Is that “wrong”? Did I tell you the breaths
of the gravediggers puffed out like factorysmoke
as they bent and straightened, bent and straightened,
mechanically? Are wise old (toothless) Black blues singers   
sentimental?—“gran’ma”? “country cookin’”? But
they have their validity, don't they, yes? their
sweat-in-the-creases, picking up the lighting
in a fine-lined mesh of what it means to have gone through time   
alive a little bit on this planet. Hands shoot up . . . opinions . . .
questions . . . What if the sun wept? the moon? Why, in the face
of those open faces, are we so squeamish? Call out
the crippled girl and her only friend the up-for-sale foal,   
and let her tootle her woeful pennywhistle musics.

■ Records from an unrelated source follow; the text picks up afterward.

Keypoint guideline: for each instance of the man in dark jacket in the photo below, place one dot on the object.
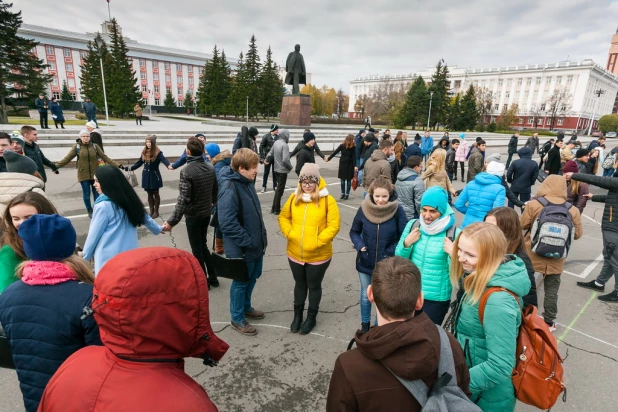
(42, 106)
(244, 233)
(609, 230)
(512, 149)
(406, 344)
(267, 142)
(553, 164)
(522, 175)
(32, 150)
(197, 192)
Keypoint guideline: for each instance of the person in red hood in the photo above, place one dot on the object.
(408, 345)
(151, 305)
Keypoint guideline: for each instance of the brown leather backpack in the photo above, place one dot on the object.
(537, 376)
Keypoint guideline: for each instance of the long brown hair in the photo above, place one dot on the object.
(349, 141)
(76, 264)
(507, 220)
(9, 233)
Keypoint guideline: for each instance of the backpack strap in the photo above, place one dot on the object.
(487, 294)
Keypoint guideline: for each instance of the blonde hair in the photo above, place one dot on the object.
(492, 247)
(77, 265)
(437, 160)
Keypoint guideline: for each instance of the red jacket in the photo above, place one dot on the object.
(151, 305)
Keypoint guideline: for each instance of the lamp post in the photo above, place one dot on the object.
(430, 100)
(98, 41)
(594, 112)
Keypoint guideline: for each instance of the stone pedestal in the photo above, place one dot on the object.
(296, 110)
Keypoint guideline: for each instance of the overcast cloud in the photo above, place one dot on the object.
(345, 39)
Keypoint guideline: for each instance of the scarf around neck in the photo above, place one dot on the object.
(377, 214)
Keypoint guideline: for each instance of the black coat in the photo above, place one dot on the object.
(151, 177)
(347, 161)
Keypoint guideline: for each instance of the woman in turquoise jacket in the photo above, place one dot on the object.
(426, 243)
(479, 262)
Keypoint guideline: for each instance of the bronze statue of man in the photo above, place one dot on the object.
(295, 70)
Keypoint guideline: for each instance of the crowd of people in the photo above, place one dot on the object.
(135, 313)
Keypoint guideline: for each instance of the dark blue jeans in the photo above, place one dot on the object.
(87, 186)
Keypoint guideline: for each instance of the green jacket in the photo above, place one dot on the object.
(490, 349)
(8, 263)
(87, 161)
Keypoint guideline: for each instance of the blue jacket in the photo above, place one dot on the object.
(380, 239)
(482, 194)
(248, 239)
(523, 172)
(111, 233)
(183, 159)
(426, 144)
(151, 177)
(44, 328)
(56, 110)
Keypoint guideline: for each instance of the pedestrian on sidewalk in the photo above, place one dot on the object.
(244, 233)
(57, 113)
(41, 312)
(375, 232)
(162, 299)
(152, 181)
(88, 155)
(345, 172)
(554, 190)
(32, 150)
(198, 191)
(118, 212)
(279, 157)
(309, 221)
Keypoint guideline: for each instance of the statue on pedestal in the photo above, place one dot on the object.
(295, 70)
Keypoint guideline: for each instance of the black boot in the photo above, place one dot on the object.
(298, 318)
(309, 323)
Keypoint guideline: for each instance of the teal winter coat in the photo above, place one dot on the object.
(433, 262)
(490, 348)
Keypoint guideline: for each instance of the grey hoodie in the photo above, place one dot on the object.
(280, 153)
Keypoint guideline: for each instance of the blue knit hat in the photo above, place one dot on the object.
(437, 198)
(213, 149)
(48, 237)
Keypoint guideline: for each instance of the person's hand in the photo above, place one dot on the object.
(412, 237)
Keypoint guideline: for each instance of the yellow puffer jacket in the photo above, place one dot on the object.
(308, 228)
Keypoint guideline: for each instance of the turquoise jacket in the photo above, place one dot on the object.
(429, 255)
(490, 348)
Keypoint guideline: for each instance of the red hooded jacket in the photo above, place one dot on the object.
(151, 305)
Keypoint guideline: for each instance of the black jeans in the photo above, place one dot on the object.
(308, 278)
(197, 227)
(282, 178)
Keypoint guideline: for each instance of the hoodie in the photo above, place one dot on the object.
(410, 349)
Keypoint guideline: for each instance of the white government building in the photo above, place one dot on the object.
(528, 86)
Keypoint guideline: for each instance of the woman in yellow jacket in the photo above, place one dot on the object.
(309, 220)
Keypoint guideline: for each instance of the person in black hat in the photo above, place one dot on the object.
(268, 140)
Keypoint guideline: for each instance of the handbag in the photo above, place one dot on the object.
(132, 178)
(229, 268)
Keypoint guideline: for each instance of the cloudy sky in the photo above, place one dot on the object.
(345, 39)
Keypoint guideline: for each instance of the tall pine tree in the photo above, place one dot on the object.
(124, 91)
(20, 70)
(271, 87)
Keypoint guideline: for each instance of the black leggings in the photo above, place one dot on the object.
(308, 278)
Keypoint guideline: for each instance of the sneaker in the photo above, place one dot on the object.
(245, 328)
(610, 297)
(255, 314)
(591, 285)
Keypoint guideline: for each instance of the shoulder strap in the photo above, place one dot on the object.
(486, 296)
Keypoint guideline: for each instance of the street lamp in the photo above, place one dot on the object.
(430, 100)
(98, 41)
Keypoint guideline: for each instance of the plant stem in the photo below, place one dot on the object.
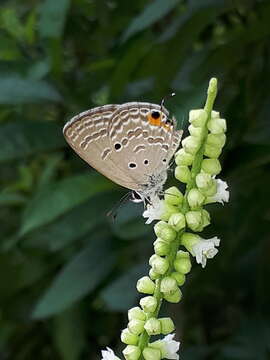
(196, 168)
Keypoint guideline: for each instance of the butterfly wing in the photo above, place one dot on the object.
(142, 145)
(88, 135)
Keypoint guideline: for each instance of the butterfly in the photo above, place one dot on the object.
(131, 144)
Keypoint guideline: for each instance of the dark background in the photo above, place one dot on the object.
(67, 274)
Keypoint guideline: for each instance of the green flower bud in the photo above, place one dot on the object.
(164, 231)
(182, 173)
(217, 125)
(196, 131)
(195, 198)
(194, 220)
(182, 254)
(212, 151)
(175, 297)
(204, 181)
(136, 313)
(177, 221)
(132, 352)
(173, 196)
(215, 114)
(191, 144)
(198, 117)
(151, 354)
(145, 285)
(168, 285)
(211, 190)
(153, 326)
(167, 211)
(128, 338)
(183, 266)
(205, 218)
(136, 326)
(149, 304)
(161, 346)
(160, 265)
(153, 275)
(167, 326)
(183, 158)
(189, 240)
(211, 166)
(161, 247)
(217, 140)
(180, 278)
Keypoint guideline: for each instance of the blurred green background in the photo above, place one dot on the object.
(67, 273)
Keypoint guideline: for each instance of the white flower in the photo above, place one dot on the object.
(154, 211)
(171, 347)
(108, 355)
(222, 194)
(205, 249)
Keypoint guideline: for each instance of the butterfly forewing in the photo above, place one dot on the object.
(122, 143)
(141, 148)
(88, 134)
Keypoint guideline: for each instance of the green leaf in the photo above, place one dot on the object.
(126, 284)
(78, 278)
(73, 225)
(15, 89)
(52, 18)
(250, 342)
(68, 333)
(10, 22)
(129, 223)
(9, 198)
(23, 138)
(151, 14)
(60, 197)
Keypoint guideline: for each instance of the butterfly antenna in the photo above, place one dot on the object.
(165, 98)
(114, 211)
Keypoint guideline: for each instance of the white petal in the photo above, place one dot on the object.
(108, 355)
(205, 249)
(154, 210)
(171, 347)
(222, 195)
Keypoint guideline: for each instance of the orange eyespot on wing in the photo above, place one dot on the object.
(154, 119)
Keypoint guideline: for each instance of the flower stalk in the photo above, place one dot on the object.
(182, 217)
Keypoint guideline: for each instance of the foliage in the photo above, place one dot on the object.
(65, 267)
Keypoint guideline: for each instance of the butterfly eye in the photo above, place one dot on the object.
(155, 115)
(117, 146)
(168, 121)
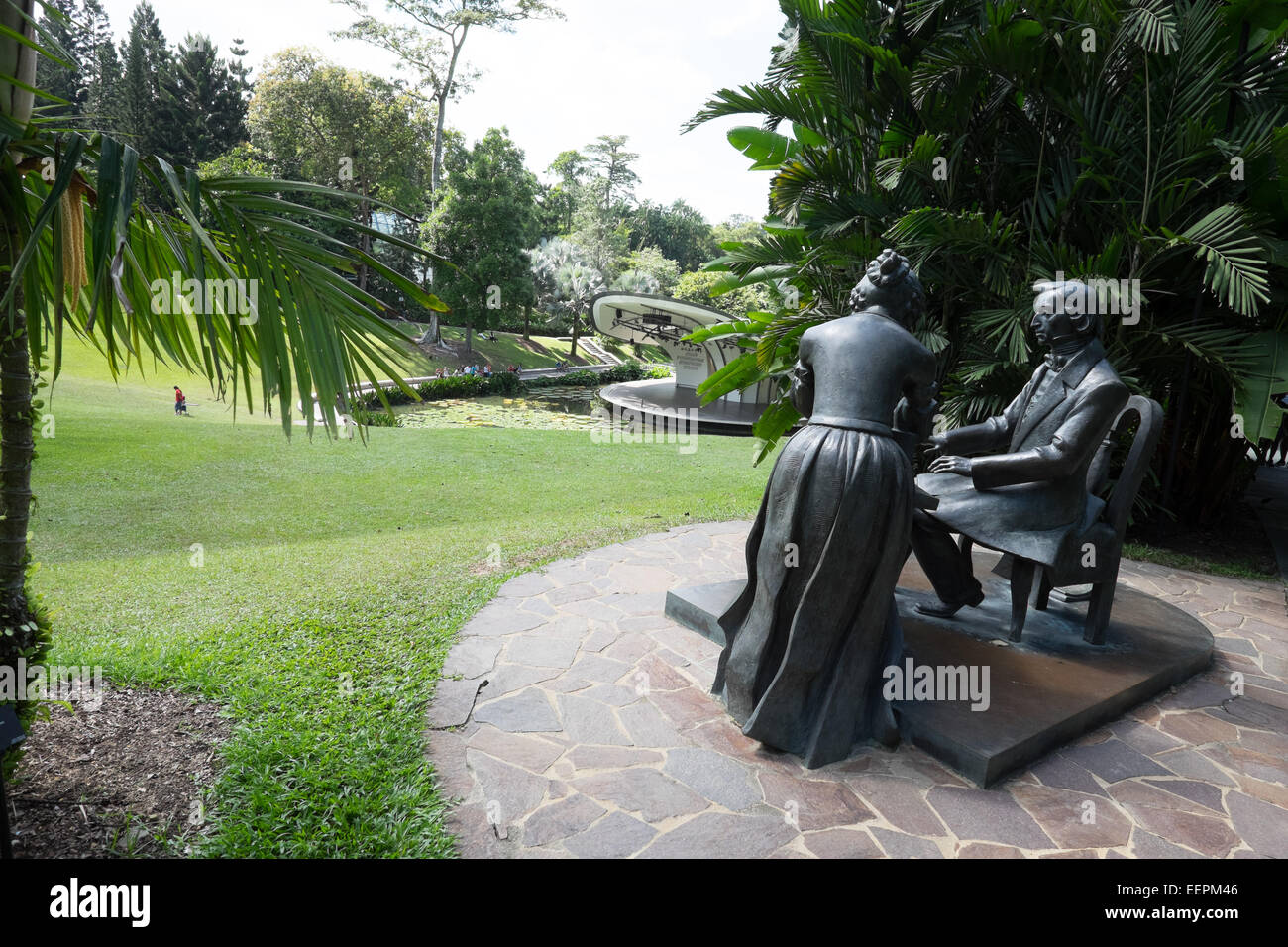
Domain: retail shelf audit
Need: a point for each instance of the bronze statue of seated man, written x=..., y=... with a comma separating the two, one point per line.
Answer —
x=1018, y=483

What if some chichi streetwise junkass from the demimonde
gave forth with the story of orphans forced through howling storm   
to the workhouse, letting it swing between the icy-blue   
quotation marks of cynicism—then? What if   
I wept? What if I simply put the page down,   
rocked my head in my own folded elbows, forgot   
the rest of it all, and wept? What if I stepped into   
the light of that page, a burnished and uncompromising   
light, and walked back up to his stone a final time,   
just that, no drama, and it was so cold,
and the air was so brittle, metal buckled
out song like a bandsaw, and there, from inside me,   
where they’d been lost in shame and sophistry
all these years now, every last one of my childhood’s   
heartwormed puppydogs found its natural voice.